No início tivemos um PDM aprovado que foi ao encontro das pretensões dos bracarenses, que queriam mais área urbana e a delimitação de zonas muito concretas para vias, habitação e parques. Esta primeira vitória foi seguida de um quase cinematográfico desatar do Nó de Infias, que durante anos foi o grande tema da cidade. Não exageramos quando dizemos que esta era a obra em que todos os bracarenses acreditavam e foi precisamente esta a obra que o Presidente assumiu como prioritária. Ainda a oposição não tinha tempo de lançar a crítica e já o Nó estava adjudicado. Hoje sabemos que o Município e as Infraestruturas de Portugal planearam grande parte da obra durante a noite, e isso só demonstra a agilidade e o pragmatismo de quem nos governa.
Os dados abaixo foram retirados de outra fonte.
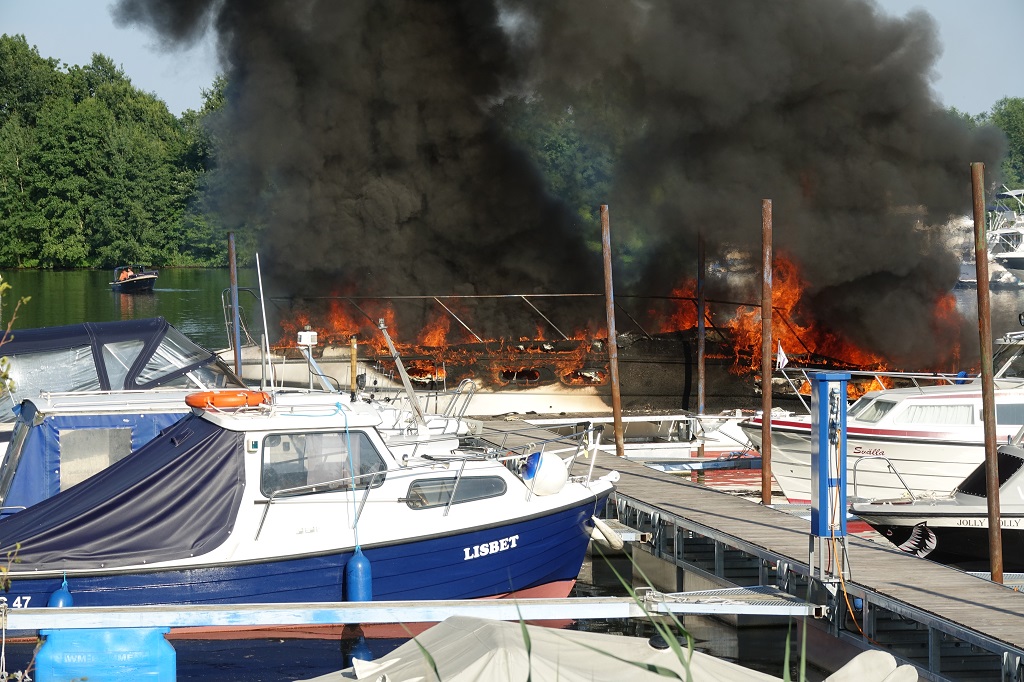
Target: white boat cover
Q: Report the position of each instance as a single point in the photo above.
(467, 649)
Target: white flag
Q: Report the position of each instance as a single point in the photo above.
(780, 359)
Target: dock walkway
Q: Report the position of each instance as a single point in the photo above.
(930, 613)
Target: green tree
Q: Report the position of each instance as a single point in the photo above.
(1008, 116)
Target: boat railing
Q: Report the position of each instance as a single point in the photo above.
(892, 469)
(229, 313)
(800, 378)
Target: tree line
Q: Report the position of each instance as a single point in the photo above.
(96, 173)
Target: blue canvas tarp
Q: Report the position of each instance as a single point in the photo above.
(38, 473)
(174, 498)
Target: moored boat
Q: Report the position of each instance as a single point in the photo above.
(280, 501)
(922, 438)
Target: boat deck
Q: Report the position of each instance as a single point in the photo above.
(942, 603)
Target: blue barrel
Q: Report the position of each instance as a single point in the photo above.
(111, 654)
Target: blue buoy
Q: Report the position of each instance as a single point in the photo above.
(61, 596)
(358, 580)
(532, 463)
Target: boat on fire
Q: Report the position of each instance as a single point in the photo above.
(926, 438)
(275, 497)
(953, 528)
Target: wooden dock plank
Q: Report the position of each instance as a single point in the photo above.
(975, 603)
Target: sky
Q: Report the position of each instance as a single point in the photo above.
(975, 71)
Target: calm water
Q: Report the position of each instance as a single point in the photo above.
(188, 298)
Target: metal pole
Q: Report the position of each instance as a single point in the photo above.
(701, 332)
(609, 306)
(987, 390)
(235, 303)
(766, 351)
(353, 366)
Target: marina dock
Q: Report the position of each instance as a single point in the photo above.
(948, 623)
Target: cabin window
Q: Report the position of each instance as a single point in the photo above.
(428, 493)
(1010, 414)
(174, 352)
(1009, 361)
(87, 452)
(876, 411)
(937, 414)
(857, 407)
(62, 370)
(302, 463)
(118, 358)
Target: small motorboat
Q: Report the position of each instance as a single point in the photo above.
(133, 280)
(312, 497)
(953, 528)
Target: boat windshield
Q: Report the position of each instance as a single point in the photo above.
(876, 411)
(858, 405)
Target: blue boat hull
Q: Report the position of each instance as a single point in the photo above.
(484, 562)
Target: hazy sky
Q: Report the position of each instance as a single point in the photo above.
(978, 66)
No meio disto tudo, os críticos insistiam nos buracos que viam por toda a cidade. Neste sentido, eis que, na maioria dessas ruas, vemos um programa – Via a Via – a responder a esses anseios e a garantir que a manutenção da cidade é uma realidade cada vez mais concreta, palpável e em execução diária. Estes são exemplos de uma cidade que exigiu de quem a governa e que recebeu a resposta apropriada. E muito mais pode ser dito. Tivemos uma Noite Branca em que a cultura, o espaço público e a coesão comunitária voltaram a ser o centro gravitacional da festa. Vimos famílias e crianças a vivenciar museus, concertos e as nossas ruas; vimos a alegria vestida de branco em todos os momentos. Aliás, esta visão já tinha sido evidente num São João em que o centro da festa foram as pessoas, os bracarenses. Tudo isto faz Braga ser mais e faz-nos sentir ainda mais de Braga.
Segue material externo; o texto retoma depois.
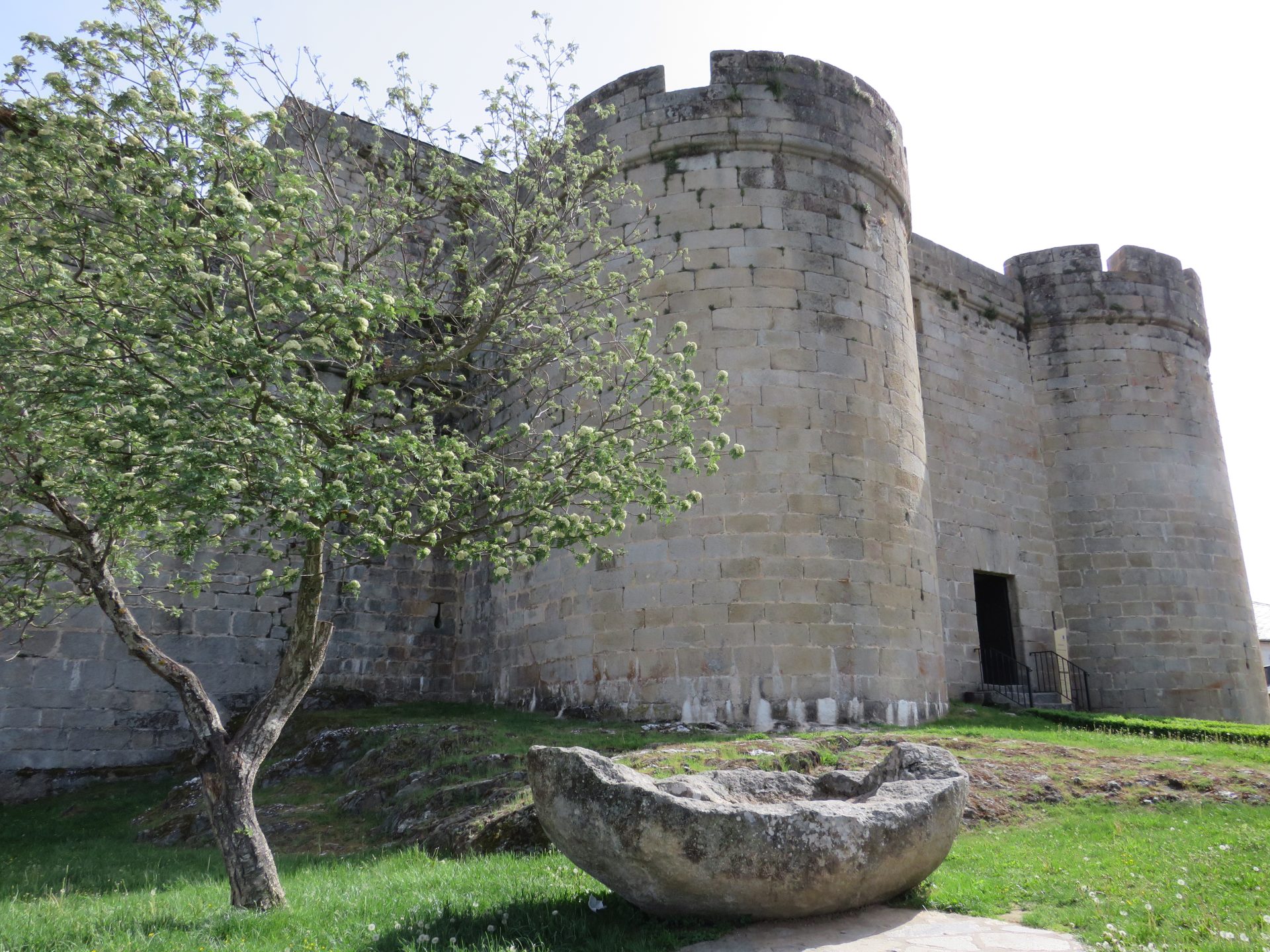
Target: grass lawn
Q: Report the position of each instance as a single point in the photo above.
(1067, 838)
Agora é continuar a fazer da nossa cidade um lugar de forte investimento, em que as empresas sejam um ponto essencial para a dinâmica do futuro. É garantir espaços verdes e oferecer cada vez mais serviços que o Estado central não consegue proporcionar às populações. É voltar a investir numa cultura centrada na reflexão e no pensamento. A Feira do Livro já está anunciada. Devemos garantir que o tecido associativo possa ser o motor das dinâmicas comunitárias, isto é essencial para manter o nosso legado histórico.

Estou certo de que isto não é um caderno de encargos para o Presidente, porque das promessas eleitorais fez compromissos. E, dos compromissos cumpridos, os bracarenses sentem que têm no seu Presidente um dos seus: um bracarense que vibra com uma cidade azul e que sente o vermelho das suas vitórias.